In mutande aspettando il destino

7 Set

Così hanno trovato Charles, in mutande, torso nudo, una grossa macchia di sudore alle sue spalle sul divano verde di velluto. Come un’aura, di vino, birra, sudore e serate partite male e finite peggio.

Il medico legale aveva dato una possibile ora per il decesso, ma a chi interessa l’ora di morte di un ultimo come Charles?

Nome francese, madre belga, padre minatore, italiano, stanco e stempiato, casa in affitto, in nero, da due nigeriani che gestivano, non si sa come, i quattro appartamenti del primo piano.

Tre dei quali destinati alle puttane che battevano sul viale. Uno per Charles.

Charly, per l’unico bambino del palazzo, figlio di immigrati ruandesi, quattro anni, accento marcatamente bresciano, che poi era anche l’unico che lo salutava, quando si incontravano in cortile.

Era stata Nicorette, una puttana giovane, nigeriana, con il cerotto per smettere di fumare sulla spalla sinistra, sempre lo stesso cerotto, ad accorgersi della televisione troppo alta, rientrando alle otto di mattina.

Aveva chiamato i padroni di casa. Non è facile chiamare la polizia, quando la polizia non vedrebbe l’ora che tu la chiamassi e ti facessi vivo. Così avevano pagato una vecchietta della scala di fronte, dieci euro e la promessa di non rubare più la carrozzella dal pianerottolo, per chiamare gli sbirri inventandosi qualcosa.

Gli sbirri avevano chiamato i pompieri, che avevano chiamato l’ambulanza, che aveva chiamato il medico legale.

Così era morto Charles, seduto sul divano, in mutande, sudato fradicio.

In televisione andava una delle trasmissioni del mattino, con una intervista sui pericoli del gioco d’azzardo.

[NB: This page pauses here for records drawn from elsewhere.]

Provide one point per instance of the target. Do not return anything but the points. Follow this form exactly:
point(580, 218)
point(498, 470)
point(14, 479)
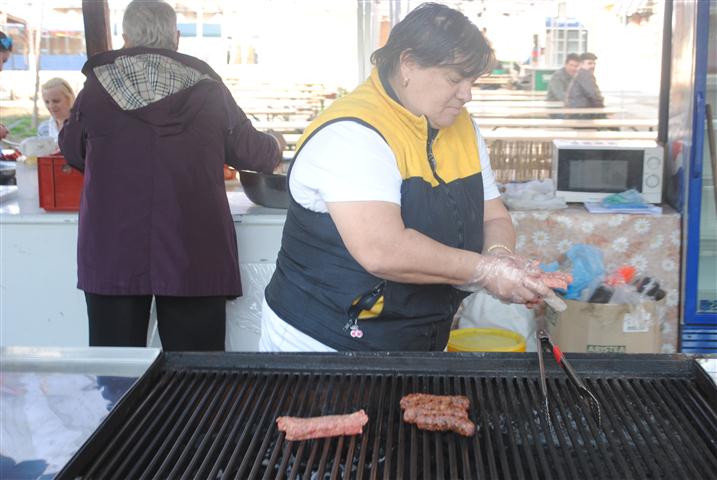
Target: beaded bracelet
point(499, 245)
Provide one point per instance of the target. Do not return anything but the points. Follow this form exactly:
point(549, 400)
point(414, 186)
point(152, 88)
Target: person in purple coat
point(152, 130)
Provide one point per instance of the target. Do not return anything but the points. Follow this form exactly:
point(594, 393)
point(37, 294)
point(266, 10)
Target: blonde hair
point(62, 83)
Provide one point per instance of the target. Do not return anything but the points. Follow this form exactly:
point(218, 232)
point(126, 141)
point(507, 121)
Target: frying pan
point(265, 189)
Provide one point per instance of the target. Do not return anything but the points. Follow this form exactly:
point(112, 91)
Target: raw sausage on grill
point(321, 427)
point(438, 412)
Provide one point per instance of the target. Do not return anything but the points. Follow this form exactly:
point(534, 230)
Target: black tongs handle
point(583, 390)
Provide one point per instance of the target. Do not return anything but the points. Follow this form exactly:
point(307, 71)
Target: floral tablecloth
point(650, 243)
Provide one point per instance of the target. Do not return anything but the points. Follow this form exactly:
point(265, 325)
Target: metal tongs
point(545, 340)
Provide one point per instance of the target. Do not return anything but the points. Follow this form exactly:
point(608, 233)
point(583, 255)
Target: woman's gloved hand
point(509, 278)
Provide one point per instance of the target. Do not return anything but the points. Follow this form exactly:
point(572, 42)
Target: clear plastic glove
point(507, 278)
point(531, 267)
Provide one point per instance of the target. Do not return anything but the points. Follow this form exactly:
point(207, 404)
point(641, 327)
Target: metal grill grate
point(195, 423)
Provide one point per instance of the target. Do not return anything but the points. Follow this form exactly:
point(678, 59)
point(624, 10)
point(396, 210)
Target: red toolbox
point(60, 186)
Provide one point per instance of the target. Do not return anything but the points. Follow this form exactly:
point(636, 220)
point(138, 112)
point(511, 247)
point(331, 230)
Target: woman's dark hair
point(436, 35)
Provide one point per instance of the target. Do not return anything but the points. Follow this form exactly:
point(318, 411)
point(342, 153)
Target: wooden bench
point(629, 123)
point(483, 110)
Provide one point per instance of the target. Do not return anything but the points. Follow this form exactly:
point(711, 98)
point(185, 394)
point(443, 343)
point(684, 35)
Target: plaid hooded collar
point(137, 79)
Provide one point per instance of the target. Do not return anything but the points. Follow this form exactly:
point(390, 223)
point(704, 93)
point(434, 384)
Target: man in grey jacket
point(560, 80)
point(583, 91)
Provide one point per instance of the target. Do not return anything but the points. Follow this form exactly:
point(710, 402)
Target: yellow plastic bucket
point(485, 340)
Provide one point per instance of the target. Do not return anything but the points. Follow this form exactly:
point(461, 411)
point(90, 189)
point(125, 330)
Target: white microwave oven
point(588, 171)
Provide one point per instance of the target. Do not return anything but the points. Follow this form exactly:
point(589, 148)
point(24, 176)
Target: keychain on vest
point(352, 325)
point(353, 328)
point(365, 302)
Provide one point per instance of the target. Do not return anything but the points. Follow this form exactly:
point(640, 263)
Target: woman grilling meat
point(394, 204)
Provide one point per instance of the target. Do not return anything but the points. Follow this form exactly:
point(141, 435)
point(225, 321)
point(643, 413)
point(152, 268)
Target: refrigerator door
point(699, 333)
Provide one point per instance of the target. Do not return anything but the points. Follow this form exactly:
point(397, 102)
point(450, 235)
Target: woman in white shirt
point(394, 212)
point(58, 97)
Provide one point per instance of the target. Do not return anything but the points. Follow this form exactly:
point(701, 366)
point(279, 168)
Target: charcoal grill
point(213, 416)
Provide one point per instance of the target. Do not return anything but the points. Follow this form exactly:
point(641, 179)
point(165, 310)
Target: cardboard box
point(603, 328)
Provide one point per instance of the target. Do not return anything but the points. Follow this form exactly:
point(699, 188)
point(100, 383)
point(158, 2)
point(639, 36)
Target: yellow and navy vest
point(321, 290)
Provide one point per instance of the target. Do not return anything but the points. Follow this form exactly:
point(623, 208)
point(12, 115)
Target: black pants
point(184, 323)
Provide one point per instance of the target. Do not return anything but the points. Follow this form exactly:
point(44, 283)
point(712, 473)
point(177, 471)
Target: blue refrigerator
point(690, 166)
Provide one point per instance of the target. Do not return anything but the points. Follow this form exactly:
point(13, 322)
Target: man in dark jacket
point(152, 130)
point(560, 80)
point(583, 91)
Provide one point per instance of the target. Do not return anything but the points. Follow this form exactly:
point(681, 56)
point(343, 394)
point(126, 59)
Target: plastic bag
point(627, 199)
point(38, 146)
point(586, 265)
point(532, 195)
point(482, 310)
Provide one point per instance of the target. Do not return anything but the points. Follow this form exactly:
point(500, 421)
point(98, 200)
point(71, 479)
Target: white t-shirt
point(348, 162)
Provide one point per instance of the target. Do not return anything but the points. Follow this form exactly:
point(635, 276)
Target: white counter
point(40, 304)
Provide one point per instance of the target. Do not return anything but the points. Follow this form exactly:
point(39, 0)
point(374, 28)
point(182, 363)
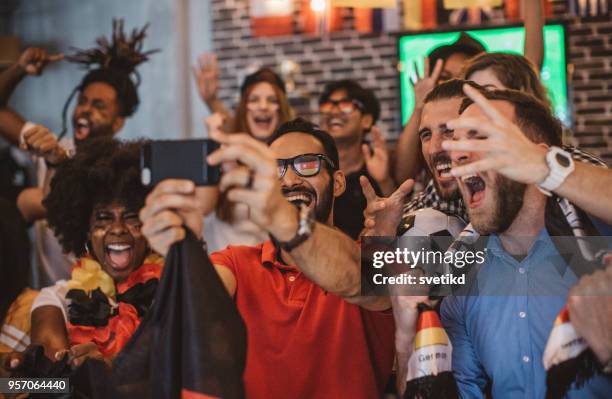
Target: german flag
point(567, 358)
point(190, 345)
point(429, 367)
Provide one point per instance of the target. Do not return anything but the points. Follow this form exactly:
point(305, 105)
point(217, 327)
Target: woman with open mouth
point(262, 108)
point(93, 208)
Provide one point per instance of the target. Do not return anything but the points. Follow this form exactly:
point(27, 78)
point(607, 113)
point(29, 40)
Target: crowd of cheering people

In cucina c’erano gli avanzi di una cena, una bottiglia di vino aperta, quasi finita, e un quaderno.

Solo una pagina, la prima, con una frase, scritta con una calligrafia precisa e tonda.

“in mutande aspettando il destino”.

Aveva riso, il poliziotto che l’aveva trovata.

Non faceva tanto ridere.

Ridono spesso di niente, i poliziotti.

Sarebbe stato organizzato un funerale pagato dal Comune, forse non sarebbe andato nessuno.

Finisci così, quando vivi così.

L’appartamento, svuotato del cadavere, sarebbe stato ceduto a una delle puttane in lista per un appartamento vicino. C’erano le rumene, adesso, da gestire.

Sarebbe finito in mano a una ragazza ancora prima del tramonto.

Che avrebbe buttato i pochi vestiti dall’armadio, le cose sporche dalla cucina, e gli accappatoi consumati dal tempo e dall’umido in bagno.

Sarebbe diventato un appartamento come tutti gli altri del piano.

Clienti veloci e furtivi, ragazze che camminavano su tacchi troppo alti, serrature che si aprono piano, porte che si richiudono, per una decina di minuti.

Il via vai della zona.

Ogni zona ha i suoi via vai.

Nessuno avrebbe mai trovato, sotto la settima piastrella della cucina, partendo dalla finestra, la piccola cassetta, consumata dalla ruggine e dal tempo, dentro alla quale c’erano due buste.

Anche perché Charles aveva sigillato la piastrella, con del silicone per bagno.

Una cassetta, due buste, una con una lettera.

Il destino, a volte, è stronzo e parecchio insensibile.

Almeno lasciar finire a Charles la sua lettera.

La sua confessione al mondo.

La sua richiesta di perdono.

E la spiegazione di tutto quel ben di dio, tenuto nella cassetta.